AACE, TES, and ATA Joint Position Statement on the Use and Interchangeability of Thyroxine Products

The Endocrine Society

December 8, 2004

Joint Position Statement on the Use and Interchangeability of Thyroxine Products

Recently, the FDA approved the use of additional thyroxine products. A press release and notice to the American Association of Clinical Endocrinologists (AACE), The Endocrine Society (TES), and American Thyroid Association (ATA) members followed.

AACE, TES, and ATA are issuing this joint statement to address the introduction of several generic levothyroxine products to the market that the FDA has deemed to be equivalent to some currently branded preparations.

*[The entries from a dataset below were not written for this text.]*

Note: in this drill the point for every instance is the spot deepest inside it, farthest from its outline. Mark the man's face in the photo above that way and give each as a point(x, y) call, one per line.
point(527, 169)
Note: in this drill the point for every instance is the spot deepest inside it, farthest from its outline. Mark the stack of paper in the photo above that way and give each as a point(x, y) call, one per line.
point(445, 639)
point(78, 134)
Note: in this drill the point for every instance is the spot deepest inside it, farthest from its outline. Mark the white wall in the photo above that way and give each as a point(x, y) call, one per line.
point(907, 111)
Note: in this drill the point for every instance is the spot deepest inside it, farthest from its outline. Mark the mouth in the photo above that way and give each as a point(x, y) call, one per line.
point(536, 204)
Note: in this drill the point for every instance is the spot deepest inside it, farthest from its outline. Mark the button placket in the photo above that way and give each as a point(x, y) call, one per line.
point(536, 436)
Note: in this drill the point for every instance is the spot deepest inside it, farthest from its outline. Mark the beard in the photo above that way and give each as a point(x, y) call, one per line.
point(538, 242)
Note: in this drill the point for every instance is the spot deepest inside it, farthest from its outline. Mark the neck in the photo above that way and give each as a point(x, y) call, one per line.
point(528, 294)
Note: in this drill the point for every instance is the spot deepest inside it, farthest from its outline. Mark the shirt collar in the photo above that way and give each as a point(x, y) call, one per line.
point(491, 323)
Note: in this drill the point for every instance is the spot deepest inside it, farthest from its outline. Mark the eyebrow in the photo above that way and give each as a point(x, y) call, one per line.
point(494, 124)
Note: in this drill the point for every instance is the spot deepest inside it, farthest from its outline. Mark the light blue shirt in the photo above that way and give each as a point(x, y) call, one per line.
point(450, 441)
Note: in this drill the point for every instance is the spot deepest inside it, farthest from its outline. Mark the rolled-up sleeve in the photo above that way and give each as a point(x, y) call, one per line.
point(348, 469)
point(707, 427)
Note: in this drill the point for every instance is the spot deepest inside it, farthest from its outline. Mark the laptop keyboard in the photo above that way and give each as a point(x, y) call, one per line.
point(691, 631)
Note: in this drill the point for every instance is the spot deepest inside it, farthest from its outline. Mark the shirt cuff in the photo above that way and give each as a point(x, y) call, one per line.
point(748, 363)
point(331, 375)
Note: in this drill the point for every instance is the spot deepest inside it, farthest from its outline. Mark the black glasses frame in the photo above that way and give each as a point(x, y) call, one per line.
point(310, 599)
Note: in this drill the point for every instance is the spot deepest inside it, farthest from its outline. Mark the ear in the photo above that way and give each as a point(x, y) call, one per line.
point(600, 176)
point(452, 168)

  1. We are concerned about the FDA’s method for determining bioequivalence.
    The FDA had recently acknowledged concerns about its methods for determining bioequivalence. In fact, it made a commitment to address the concerns of AACE, TES, and ATA by agreeing to hold a workshop in order to do so.
  2. The FDA has failed to satisfactorily address questions relating to the bioequivalence of thyroxine preparations.
    Despite a written commitment to address the concerns of AACE, TES, and ATA as organizations that represent those most knowledgeable about caring for patients with thyroid disorders and thyroid hormone metabolism, the FDA proceeded to grant generic status to additional levothyroxine preparations.
  3. Physicians and patients should be educated about our concerns.
    Practicing physicians and patients should be well informed of AACE, TES, and ATA’s scientifically based concerns about the FDA’s methodology for establishing generic status. These concerns are the basis for our recommendation not to substitute thyroxine preparations for one another– FDA generic equivalence notwithstanding.
  4. Physicians should become familiar with the historical background and glossary of terms related to the use of thyroxine preparations.
    This will enhance the ability of physicians to educate patients and other health care professionals about the use of thyroxine preparations.

Background1 :

Thyroid hormone was first used in 1891 by injecting sheep thyroid extract into a patient with myxedema. Kendall discovered thyroxine in 1914 and Harrington established its structure in 1926, and went on to synthesize it. Nevertheless, desiccated thyroid, made from animal thyroid glands, remained the mainstay of therapy until the 1970’s. A high yield synthetic technique was developed in 1949. However, it was not until 1962 that levothyroxine came to market after the realization that sodium L-thyroxine form was much better absorbed than the free acid thyroxine. The FDA did not require a New Drug Application (NDA) for levothyroxine, based on the belief that it was not a new drug.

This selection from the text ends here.